In the decades since, the pair are proud to see 2SLGBTQIA+ rights progress.

Douglas was in the House of Commons for Prime Minister Justin Trudeau’s apology for historical mistreatment of LGBTQ2 Canadians.

WATCH: “Your country failed you:” Trudeau apologizes for Canadian government turning away MS St Louis refugees in 1939

“It was a measure of justice I didn’t get long ago. It was a long journey, no question about it. Some of the reflections from the past are still very difficult for me to think about today. But I’m an optimist. I also know how lucky I am to live in Canada, where change is possible.”

While Davis describes himself as a ‘newborn activist’ that was skeptical of the apology, it quickly came to hold a special place in his heart.

“You apologize for the Head Tax, Japanese internment, aboriginal residential schools- what does that serve,” Davis mused. “It’s incredibly meaningful for the person or group or organization being apologized to. That shocked me, how meaningful it was to me.”

“Apologies mean something.
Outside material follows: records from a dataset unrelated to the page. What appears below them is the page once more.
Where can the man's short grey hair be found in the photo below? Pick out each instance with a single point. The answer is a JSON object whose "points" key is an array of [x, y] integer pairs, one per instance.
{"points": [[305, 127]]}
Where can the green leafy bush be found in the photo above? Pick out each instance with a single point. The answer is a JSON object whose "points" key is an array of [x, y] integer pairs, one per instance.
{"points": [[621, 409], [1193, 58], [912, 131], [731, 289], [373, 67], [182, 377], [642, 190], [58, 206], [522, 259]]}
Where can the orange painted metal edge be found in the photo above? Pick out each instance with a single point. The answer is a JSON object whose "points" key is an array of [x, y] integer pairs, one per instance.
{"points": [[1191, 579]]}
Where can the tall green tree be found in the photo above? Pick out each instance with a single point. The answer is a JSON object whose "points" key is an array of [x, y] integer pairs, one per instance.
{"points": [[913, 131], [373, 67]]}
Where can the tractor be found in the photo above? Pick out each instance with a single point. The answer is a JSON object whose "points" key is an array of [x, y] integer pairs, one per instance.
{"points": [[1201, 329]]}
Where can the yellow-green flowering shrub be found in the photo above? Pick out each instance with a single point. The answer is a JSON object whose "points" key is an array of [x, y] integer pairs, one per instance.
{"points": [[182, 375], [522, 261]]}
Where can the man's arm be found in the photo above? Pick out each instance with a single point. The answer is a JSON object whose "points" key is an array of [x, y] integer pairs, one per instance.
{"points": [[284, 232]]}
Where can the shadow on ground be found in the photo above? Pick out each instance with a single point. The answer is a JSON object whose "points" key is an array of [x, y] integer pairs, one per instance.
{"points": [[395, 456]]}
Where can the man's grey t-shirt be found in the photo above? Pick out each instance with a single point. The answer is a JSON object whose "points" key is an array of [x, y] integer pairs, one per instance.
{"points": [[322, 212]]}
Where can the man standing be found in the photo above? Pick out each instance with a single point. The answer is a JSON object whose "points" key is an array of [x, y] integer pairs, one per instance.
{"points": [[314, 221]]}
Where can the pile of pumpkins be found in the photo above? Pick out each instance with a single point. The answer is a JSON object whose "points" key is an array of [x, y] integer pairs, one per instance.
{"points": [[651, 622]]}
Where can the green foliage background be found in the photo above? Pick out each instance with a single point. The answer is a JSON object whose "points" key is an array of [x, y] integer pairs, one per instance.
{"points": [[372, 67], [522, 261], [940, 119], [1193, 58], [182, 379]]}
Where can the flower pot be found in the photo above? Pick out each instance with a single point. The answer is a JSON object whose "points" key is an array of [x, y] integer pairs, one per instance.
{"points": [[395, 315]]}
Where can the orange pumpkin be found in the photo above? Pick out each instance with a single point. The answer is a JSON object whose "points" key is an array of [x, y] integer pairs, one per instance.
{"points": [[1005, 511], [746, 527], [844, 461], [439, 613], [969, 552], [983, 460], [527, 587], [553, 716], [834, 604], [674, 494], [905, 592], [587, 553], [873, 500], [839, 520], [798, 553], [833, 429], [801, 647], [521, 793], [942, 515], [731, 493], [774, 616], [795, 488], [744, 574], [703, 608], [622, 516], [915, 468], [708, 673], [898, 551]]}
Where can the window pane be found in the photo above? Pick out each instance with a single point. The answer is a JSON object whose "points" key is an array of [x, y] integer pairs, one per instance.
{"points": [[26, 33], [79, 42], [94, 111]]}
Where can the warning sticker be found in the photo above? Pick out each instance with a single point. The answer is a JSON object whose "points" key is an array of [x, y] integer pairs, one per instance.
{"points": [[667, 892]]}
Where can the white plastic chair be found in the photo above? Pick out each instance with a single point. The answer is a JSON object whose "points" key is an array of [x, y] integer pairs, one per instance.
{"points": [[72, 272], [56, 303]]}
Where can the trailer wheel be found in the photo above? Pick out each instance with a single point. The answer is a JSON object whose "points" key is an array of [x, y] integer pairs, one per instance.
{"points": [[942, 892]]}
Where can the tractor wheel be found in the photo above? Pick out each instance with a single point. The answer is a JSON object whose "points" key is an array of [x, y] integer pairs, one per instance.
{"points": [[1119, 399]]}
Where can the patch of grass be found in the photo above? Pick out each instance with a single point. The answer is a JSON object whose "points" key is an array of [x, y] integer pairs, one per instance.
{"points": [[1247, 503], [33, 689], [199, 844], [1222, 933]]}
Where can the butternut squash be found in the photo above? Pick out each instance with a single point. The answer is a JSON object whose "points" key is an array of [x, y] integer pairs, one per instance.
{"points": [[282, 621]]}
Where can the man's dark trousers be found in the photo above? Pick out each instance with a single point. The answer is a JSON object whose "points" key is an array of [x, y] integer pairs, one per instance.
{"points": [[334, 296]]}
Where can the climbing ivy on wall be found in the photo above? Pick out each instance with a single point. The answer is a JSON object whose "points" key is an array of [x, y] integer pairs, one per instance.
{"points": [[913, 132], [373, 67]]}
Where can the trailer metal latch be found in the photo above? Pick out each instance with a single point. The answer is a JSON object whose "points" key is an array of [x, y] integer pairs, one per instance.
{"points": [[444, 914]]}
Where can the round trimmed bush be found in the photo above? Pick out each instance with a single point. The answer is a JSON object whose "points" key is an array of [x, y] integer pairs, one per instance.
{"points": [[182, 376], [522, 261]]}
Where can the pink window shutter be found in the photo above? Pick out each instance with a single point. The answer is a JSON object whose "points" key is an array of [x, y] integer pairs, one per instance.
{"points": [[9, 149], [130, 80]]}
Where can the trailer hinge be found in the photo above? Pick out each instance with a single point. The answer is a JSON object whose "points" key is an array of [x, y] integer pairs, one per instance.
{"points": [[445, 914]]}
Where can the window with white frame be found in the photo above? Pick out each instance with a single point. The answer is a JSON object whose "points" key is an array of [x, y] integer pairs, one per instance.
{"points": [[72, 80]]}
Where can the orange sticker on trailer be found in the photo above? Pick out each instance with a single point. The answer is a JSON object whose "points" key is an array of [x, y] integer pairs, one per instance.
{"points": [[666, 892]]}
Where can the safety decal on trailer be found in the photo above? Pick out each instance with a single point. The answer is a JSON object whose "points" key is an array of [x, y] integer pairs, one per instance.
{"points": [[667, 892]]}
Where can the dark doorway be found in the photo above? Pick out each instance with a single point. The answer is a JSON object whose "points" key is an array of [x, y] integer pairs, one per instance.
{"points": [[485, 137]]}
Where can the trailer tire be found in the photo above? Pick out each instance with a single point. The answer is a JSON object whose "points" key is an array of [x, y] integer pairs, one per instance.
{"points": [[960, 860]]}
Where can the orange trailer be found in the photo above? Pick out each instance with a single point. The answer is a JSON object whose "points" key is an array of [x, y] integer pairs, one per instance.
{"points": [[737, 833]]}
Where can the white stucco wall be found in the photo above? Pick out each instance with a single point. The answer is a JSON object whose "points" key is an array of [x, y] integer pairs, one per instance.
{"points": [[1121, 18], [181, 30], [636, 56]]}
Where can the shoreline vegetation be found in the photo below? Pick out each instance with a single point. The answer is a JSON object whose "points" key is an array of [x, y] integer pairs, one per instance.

Apologies are the start of righting a wrong.”

UR Pride Centre for Sexuality and Gender Diversity Jacq Brasseur says education about topics like the purge is important to continue to tackle systemic issues.

“Every day I talk to LGBT people who have not been invited for second interviews after being seen, I’ve heard stories of people whose workplaces have become hostile for them and there’s almost a feeling of having to resign.”

“I just hope what people take away from this is learning more about Canadian history and about how LGBT people have been persecuted by the Canadian government and have more conversations about how transphobia and homophobia, at a systemic level, still exists.

Douglas and Davis will speak at the University of Regina on Friday night before speaking at CFB Moose Jaw on Saturday.

They’re also urging other survivors of the purge to apply for compensations and other reparative measures before April 25th as part of a major settlement with the federal government.

In a 2016 national class-action lawsuit, the Government of Canada was sued for its role in the Purge. Over $100 million from the settlement is reserved for compensating LGBTQ+ people who were victimized, while another $15 million is for historical reconciliation, education, and memorialization projects.